Writing in Rolling Stone, Janet Maslin thought the album’s lyrics were almost too clever for their own good:
There's an overload of cleverness on the LP – more smartly turned phrases than twelve songs ordinarily could bear. . . . Costello's songs are dense the way Bob Dylan's used to be, driven by the singer’s faith that if this line doesn't get you, the next one will, and compressed so tightly that they lend themselves to endless rediscovery. He has something like the younger Dylan's rashness, too, being hotheaded enough to oversimplify anything for the sake of a good line, and being a good enough writer to get away with it. His puns are so outrageous they're irresistible.

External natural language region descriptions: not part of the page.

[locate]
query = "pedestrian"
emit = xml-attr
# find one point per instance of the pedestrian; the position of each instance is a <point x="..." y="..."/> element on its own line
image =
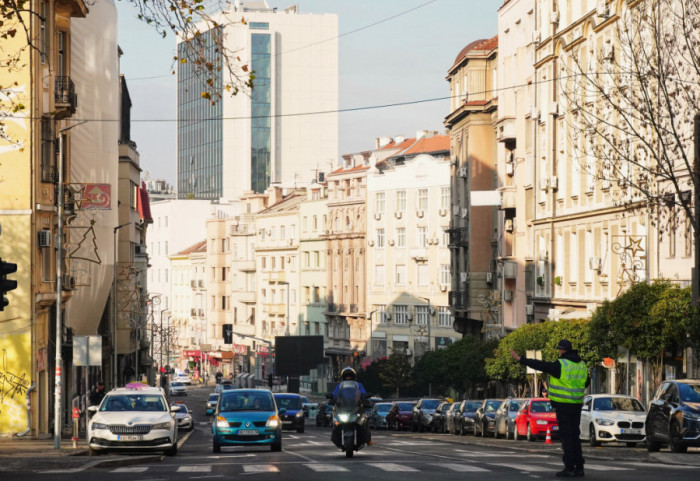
<point x="97" y="393"/>
<point x="567" y="383"/>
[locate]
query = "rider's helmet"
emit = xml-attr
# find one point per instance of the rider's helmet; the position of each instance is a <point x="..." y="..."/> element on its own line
<point x="348" y="374"/>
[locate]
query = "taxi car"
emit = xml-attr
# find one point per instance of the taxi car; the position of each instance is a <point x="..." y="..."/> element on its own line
<point x="133" y="418"/>
<point x="246" y="417"/>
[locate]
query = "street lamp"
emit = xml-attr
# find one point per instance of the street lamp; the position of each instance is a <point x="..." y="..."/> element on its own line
<point x="114" y="306"/>
<point x="58" y="421"/>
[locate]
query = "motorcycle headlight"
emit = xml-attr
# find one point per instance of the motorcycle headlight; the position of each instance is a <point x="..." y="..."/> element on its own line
<point x="165" y="425"/>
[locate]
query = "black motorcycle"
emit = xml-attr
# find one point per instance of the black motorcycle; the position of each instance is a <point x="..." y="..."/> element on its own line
<point x="350" y="430"/>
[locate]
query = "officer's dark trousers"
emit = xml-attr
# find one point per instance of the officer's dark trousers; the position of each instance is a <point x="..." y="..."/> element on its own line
<point x="568" y="418"/>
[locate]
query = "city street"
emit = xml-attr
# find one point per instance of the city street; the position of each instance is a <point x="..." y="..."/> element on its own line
<point x="311" y="456"/>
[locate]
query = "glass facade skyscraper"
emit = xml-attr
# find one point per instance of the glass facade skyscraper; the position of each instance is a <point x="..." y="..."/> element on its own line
<point x="199" y="130"/>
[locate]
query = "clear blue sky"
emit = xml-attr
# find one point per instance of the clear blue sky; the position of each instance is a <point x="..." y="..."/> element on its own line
<point x="403" y="59"/>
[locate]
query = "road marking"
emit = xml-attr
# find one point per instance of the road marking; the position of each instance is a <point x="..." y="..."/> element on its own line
<point x="131" y="469"/>
<point x="195" y="468"/>
<point x="392" y="467"/>
<point x="326" y="468"/>
<point x="461" y="468"/>
<point x="260" y="468"/>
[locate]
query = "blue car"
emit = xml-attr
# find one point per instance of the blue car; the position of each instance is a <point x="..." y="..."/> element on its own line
<point x="293" y="417"/>
<point x="246" y="417"/>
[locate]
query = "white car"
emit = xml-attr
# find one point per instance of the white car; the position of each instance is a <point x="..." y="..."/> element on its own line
<point x="612" y="418"/>
<point x="136" y="417"/>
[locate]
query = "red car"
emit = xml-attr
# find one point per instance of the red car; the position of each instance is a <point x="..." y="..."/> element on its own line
<point x="400" y="415"/>
<point x="534" y="417"/>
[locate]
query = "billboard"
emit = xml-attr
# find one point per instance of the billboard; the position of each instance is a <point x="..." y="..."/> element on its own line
<point x="297" y="355"/>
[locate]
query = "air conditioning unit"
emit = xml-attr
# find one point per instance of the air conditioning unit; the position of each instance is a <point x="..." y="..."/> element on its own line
<point x="595" y="263"/>
<point x="44" y="238"/>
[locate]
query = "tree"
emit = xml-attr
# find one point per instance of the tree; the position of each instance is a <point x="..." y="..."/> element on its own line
<point x="631" y="95"/>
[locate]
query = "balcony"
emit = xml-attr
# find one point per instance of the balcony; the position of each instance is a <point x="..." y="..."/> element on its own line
<point x="459" y="299"/>
<point x="459" y="237"/>
<point x="65" y="97"/>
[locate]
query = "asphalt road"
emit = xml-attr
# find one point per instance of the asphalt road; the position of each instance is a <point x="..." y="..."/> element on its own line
<point x="312" y="457"/>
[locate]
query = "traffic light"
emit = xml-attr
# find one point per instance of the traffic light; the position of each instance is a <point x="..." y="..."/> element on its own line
<point x="6" y="284"/>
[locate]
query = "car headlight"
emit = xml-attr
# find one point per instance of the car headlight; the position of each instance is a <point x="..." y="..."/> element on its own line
<point x="604" y="422"/>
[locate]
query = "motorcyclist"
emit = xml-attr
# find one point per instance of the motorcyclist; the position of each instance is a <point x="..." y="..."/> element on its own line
<point x="349" y="374"/>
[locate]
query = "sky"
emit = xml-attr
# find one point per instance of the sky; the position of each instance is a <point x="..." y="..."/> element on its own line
<point x="392" y="60"/>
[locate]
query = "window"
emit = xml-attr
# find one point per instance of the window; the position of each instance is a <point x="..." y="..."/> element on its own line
<point x="401" y="201"/>
<point x="444" y="198"/>
<point x="401" y="314"/>
<point x="380" y="237"/>
<point x="400" y="274"/>
<point x="401" y="237"/>
<point x="422" y="199"/>
<point x="379" y="274"/>
<point x="380" y="202"/>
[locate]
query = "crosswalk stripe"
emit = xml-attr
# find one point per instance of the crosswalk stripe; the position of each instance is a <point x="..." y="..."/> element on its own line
<point x="461" y="468"/>
<point x="260" y="468"/>
<point x="326" y="468"/>
<point x="131" y="469"/>
<point x="196" y="468"/>
<point x="392" y="467"/>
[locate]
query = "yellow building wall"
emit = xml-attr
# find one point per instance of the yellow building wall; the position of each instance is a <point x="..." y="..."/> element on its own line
<point x="15" y="243"/>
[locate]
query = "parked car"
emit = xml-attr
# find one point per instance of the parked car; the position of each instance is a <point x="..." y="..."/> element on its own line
<point x="183" y="417"/>
<point x="612" y="417"/>
<point x="438" y="423"/>
<point x="449" y="415"/>
<point x="485" y="417"/>
<point x="674" y="416"/>
<point x="400" y="414"/>
<point x="534" y="418"/>
<point x="377" y="416"/>
<point x="133" y="418"/>
<point x="324" y="415"/>
<point x="464" y="418"/>
<point x="176" y="388"/>
<point x="505" y="417"/>
<point x="247" y="417"/>
<point x="293" y="418"/>
<point x="422" y="415"/>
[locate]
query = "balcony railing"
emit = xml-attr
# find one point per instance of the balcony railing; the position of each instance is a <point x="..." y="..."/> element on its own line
<point x="459" y="237"/>
<point x="459" y="299"/>
<point x="65" y="97"/>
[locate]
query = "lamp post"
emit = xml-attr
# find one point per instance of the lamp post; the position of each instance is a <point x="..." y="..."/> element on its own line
<point x="58" y="408"/>
<point x="115" y="325"/>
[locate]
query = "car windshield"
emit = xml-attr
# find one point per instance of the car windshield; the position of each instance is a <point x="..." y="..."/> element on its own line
<point x="288" y="402"/>
<point x="617" y="404"/>
<point x="471" y="406"/>
<point x="232" y="401"/>
<point x="689" y="392"/>
<point x="133" y="402"/>
<point x="541" y="407"/>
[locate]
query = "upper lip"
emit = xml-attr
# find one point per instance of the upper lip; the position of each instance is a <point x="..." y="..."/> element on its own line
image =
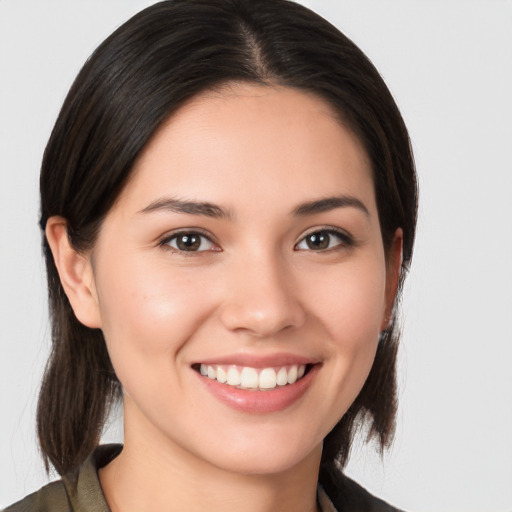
<point x="259" y="360"/>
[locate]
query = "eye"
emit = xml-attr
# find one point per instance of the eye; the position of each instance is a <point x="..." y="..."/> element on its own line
<point x="323" y="240"/>
<point x="189" y="241"/>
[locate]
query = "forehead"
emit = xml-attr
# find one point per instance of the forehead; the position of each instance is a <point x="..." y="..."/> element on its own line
<point x="244" y="140"/>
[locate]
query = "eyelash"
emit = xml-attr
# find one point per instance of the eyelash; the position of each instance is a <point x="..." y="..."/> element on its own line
<point x="166" y="242"/>
<point x="345" y="240"/>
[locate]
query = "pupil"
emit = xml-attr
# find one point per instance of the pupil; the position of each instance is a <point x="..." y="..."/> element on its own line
<point x="318" y="241"/>
<point x="188" y="242"/>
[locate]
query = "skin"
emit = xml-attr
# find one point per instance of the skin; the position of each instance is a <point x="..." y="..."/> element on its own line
<point x="257" y="288"/>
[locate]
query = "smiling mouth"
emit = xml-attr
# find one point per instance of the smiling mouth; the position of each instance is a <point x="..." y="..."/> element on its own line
<point x="257" y="379"/>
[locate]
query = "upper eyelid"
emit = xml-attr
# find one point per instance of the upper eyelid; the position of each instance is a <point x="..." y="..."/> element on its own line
<point x="327" y="228"/>
<point x="164" y="239"/>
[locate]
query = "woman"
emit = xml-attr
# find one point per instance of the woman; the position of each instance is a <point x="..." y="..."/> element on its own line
<point x="229" y="200"/>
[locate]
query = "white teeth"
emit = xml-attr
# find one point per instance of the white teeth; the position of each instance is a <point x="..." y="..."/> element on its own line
<point x="212" y="372"/>
<point x="221" y="375"/>
<point x="233" y="377"/>
<point x="249" y="378"/>
<point x="282" y="377"/>
<point x="268" y="379"/>
<point x="292" y="374"/>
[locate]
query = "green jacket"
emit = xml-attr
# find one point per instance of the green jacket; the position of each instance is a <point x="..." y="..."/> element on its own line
<point x="82" y="492"/>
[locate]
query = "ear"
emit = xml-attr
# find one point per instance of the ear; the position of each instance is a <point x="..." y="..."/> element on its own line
<point x="393" y="266"/>
<point x="75" y="272"/>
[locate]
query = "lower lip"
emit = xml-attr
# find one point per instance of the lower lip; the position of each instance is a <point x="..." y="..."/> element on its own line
<point x="260" y="402"/>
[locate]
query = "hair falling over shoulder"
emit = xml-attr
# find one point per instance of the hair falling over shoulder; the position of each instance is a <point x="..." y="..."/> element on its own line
<point x="133" y="82"/>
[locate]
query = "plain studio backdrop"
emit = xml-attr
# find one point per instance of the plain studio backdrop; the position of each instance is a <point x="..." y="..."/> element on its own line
<point x="449" y="65"/>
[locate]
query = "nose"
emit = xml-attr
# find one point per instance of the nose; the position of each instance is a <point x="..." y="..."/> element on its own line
<point x="261" y="299"/>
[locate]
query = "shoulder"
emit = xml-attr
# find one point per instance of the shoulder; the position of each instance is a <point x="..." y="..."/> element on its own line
<point x="50" y="498"/>
<point x="76" y="491"/>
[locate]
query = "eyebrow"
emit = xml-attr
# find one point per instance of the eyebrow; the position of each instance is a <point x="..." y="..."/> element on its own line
<point x="171" y="204"/>
<point x="204" y="208"/>
<point x="330" y="203"/>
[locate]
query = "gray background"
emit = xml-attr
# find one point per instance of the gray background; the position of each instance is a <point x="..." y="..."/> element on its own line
<point x="449" y="64"/>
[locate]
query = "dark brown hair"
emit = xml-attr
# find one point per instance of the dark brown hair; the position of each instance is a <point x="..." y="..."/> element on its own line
<point x="137" y="78"/>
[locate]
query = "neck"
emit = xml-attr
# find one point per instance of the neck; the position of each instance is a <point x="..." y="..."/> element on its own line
<point x="153" y="473"/>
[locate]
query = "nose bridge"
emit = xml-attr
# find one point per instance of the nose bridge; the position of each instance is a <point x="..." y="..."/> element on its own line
<point x="262" y="297"/>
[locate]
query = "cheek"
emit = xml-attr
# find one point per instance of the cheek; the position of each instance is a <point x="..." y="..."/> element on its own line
<point x="350" y="301"/>
<point x="148" y="313"/>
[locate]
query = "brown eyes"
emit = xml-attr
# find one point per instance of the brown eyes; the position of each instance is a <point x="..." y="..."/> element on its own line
<point x="320" y="240"/>
<point x="190" y="241"/>
<point x="324" y="240"/>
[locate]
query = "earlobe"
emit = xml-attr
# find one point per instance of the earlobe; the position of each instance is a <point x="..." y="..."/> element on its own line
<point x="75" y="272"/>
<point x="394" y="264"/>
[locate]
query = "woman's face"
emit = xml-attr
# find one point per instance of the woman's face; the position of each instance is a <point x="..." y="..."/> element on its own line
<point x="245" y="246"/>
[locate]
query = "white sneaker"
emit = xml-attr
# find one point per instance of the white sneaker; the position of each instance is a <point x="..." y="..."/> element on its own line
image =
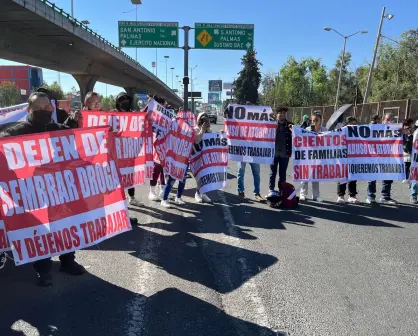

Today’s featured song, “Chemistry Class,” is as full of wordplay as any song on the album. In addition to the couplet quoted at the beginning of this post – which rhymes only in your mind – there’s this rather line:
People-pleasing people pleasing people like you
Which is to say, “people-pleasing people” (the subject) “pleasing” (the verb) “people” (the object) “like you.”
Matt LeMay of Pitchfork questioned whether the album was well-served by its “extravagantly layered” production – which was characterized by “dense instrumentation and rich, effusive textures,” and which “often serves to conceal, rather than reveal the nuances of Costello's songwriting”:
In the end, the greatest strength of Armed Forces may be the same thing that makes it less viscerally powerful than Costello's two prior records – its songs absolutely demand to be appreciated for their craftsmanship.
I disagree. Most pop records exhibit too little craftsmanship, not too much. Some records benefit from bare-bones arrangements and heart-worn-on-the-sleeve vocals, but Armed Forces is the better for its smart (and smart-ass) lyrics and tour de force production.
You’ll need to fasten your seatbelt before listening to Armed Forces, but not because it’s going to be a bumpy night – the ride is a smooth one, but you’re traveling at high speed, and you never know when you’re going to unexpectedly change directions.